Я сижу на церковной скамье почти до начала богослужения, а потом тихонько выхожу. Отсюда мне не услышать колокола Марангоны, к тому же в таком тумане путь в гетто будет долгим.

 

Похолодало, и я иду быстрым шагом, чтобы приободрить себя и согреться. Я иду сквозь опустившийся на город мглистый покров и чувствую, как внутри у меня нарастает тревога. Если еврей сумел раскусить секрет замка и внутри книга оказалась столь же прекрасной, что и снаружи, тогда конечно же я найду коллекционера, который заплатит за нее если не цену рубина, то, по крайней мере, достаточную сумму, и на эти деньги можно будет нанять лодку на несколько дней. А если нет… что ж, если нет… об этом я предпочитаю сейчас не думать…

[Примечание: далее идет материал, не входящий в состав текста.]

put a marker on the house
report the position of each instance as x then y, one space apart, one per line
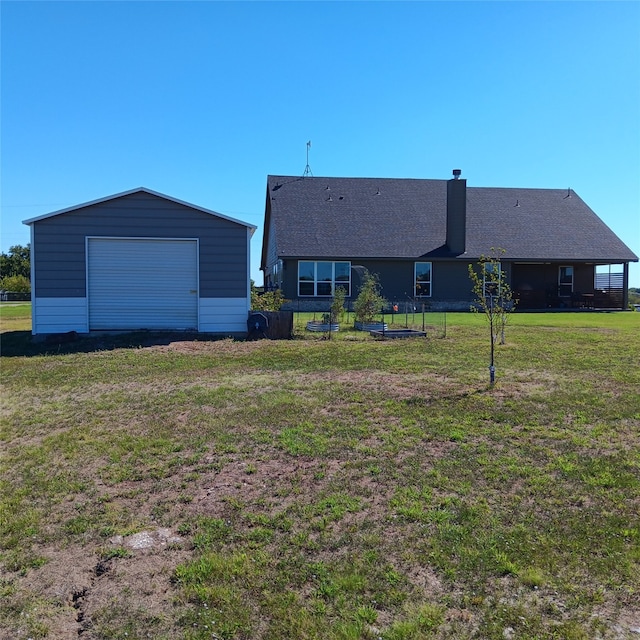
139 260
419 236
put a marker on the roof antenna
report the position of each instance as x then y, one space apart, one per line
307 169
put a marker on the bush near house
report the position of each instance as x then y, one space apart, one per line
15 284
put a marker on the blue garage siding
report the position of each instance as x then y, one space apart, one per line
60 260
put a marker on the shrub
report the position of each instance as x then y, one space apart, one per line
15 284
369 301
267 301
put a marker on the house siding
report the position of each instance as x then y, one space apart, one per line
451 286
59 241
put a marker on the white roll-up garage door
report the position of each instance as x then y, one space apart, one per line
142 283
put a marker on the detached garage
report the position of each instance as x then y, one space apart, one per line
139 260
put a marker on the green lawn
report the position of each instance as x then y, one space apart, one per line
331 489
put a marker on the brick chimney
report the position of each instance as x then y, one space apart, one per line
456 213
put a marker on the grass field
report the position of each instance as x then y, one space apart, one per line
165 487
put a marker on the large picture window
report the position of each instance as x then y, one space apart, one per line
321 278
422 280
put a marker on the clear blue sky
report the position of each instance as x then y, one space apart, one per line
202 100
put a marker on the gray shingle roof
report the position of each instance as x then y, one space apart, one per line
406 218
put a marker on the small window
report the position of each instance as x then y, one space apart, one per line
565 281
422 286
492 278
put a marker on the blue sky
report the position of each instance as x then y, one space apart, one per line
202 100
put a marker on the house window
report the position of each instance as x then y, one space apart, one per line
321 278
492 279
565 281
422 280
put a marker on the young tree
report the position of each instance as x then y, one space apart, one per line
493 297
17 262
337 306
369 301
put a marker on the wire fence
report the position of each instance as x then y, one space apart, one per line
409 315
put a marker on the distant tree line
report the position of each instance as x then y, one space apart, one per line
15 269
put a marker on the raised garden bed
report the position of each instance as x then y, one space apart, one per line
317 325
399 333
370 326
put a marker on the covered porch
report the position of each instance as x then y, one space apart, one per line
569 285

Он стоит у двери лавки, всматриваясь во тьму, словно уже давно ждет.
— Простите, — говорю я, — туман очень густой. Я с трудом нашел дорогу.
Я думал, он впустит меня внутрь, но он не двигается с места, и лицо его кажется серым, как туман.

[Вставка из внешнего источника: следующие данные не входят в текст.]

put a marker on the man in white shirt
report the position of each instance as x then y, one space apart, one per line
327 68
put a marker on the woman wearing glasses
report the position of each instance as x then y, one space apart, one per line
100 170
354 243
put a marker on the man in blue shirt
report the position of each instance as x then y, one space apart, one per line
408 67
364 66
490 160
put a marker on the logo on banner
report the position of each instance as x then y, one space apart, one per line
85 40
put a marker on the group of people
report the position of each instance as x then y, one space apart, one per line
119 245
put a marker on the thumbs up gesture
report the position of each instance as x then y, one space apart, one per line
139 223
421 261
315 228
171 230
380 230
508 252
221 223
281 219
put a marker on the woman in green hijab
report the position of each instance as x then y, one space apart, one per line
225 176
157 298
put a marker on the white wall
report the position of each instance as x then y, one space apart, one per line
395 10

— Уже поздно. Мне нужно немедленно закрываться.
— Вы открыли замок?
Он смотрит на меня, но я не вижу его глаз. Он берет из лавки, со стола, какой-то сверток, обернутый тканью.
— Я записал код замка на клочке бумаги, он там, внутри, — говорит он и сует мне сверток, озираясь по сторонам, словно опасаясь, что нас могут увидеть вместе.
— Благодарю. Сколько?.. То есть…
— Не приходите сюда больше. — Теперь его голос звучит сердито. — Вы меня поняли?
— В чем дело? Что случилось?
— Закон запрещает нам брать книги у христиан.
— Знаю, — говорю я, — но…
— Не приходите сюда больше. Я не буду иметь с вами дела. — Он уже запирает дверь. Я поднимаю руку, чтобы удержать его, но он оказывается сильнее меня. — Отныне этот дом закрыт для вас.
Дверь захлопывается у меня перед носом.
Я ничего не понимаю, от возмущения у меня горит лицо. Я стучу кулаком в деревянную дверь. Проклятый жид! С чего он вдруг взял, что имеет право что-то запрещать мне? Правда, его выходка совсем подорвала мои силы. Я пытаюсь развернуть книгу. Ткань разворачивается, оттуда вылетает бумажка и, покружившись в воздухе, падает в канаву. Я хватаю листок и отчаянно всматриваюсь в темноту. На бумажке написаны четыре цифры. 1 5 2 6? Да, 1526.1526. Теперь я запомнил. Мну листок и запихиваю его в карман. Но здесь, сейчас, я не сумею открыть замок.
В такое ненастье мне долго придется добираться до дома. Я спешу покинуть гетто, пока не заперли ворота, и возвращаюсь привычным путем к ближайшему кампо. Слева от него каменный мостик, недавно заново отстроенный. Я его не вижу, но точно знаю, что он там. На углу висит фонарь — он тоже новый, как и мост, им гордятся и каждый вечер с наступлением темноты зажигают. В ясную погоду фонарь освещает тротуары по обеим сторонам канала. Я дохожу до середины моста и только тогда различаю его слабое свечение, но, если встать прямо под фонарем, я смогу хотя бы разглядеть цифры. Пальцы у меня онемели от холода, к тому же они слишком короткие, и мне неудобно держать барабан и еще управиться с цифрами. 1 5 2 6.
Я слышу, как что-то внутри щелкает, и в тот миг, когда замок открывается, мне неожиданно приходит в голову, что это сочетание цифр — не просто случайный ряд, но еще и дата, и задаюсь вопросом: что же такое произошло в тот год, чтобы Асканио именно его выбрал ключом?
И в то же мгновенье, сняв замок и раскрыв книгу, я все понимаю.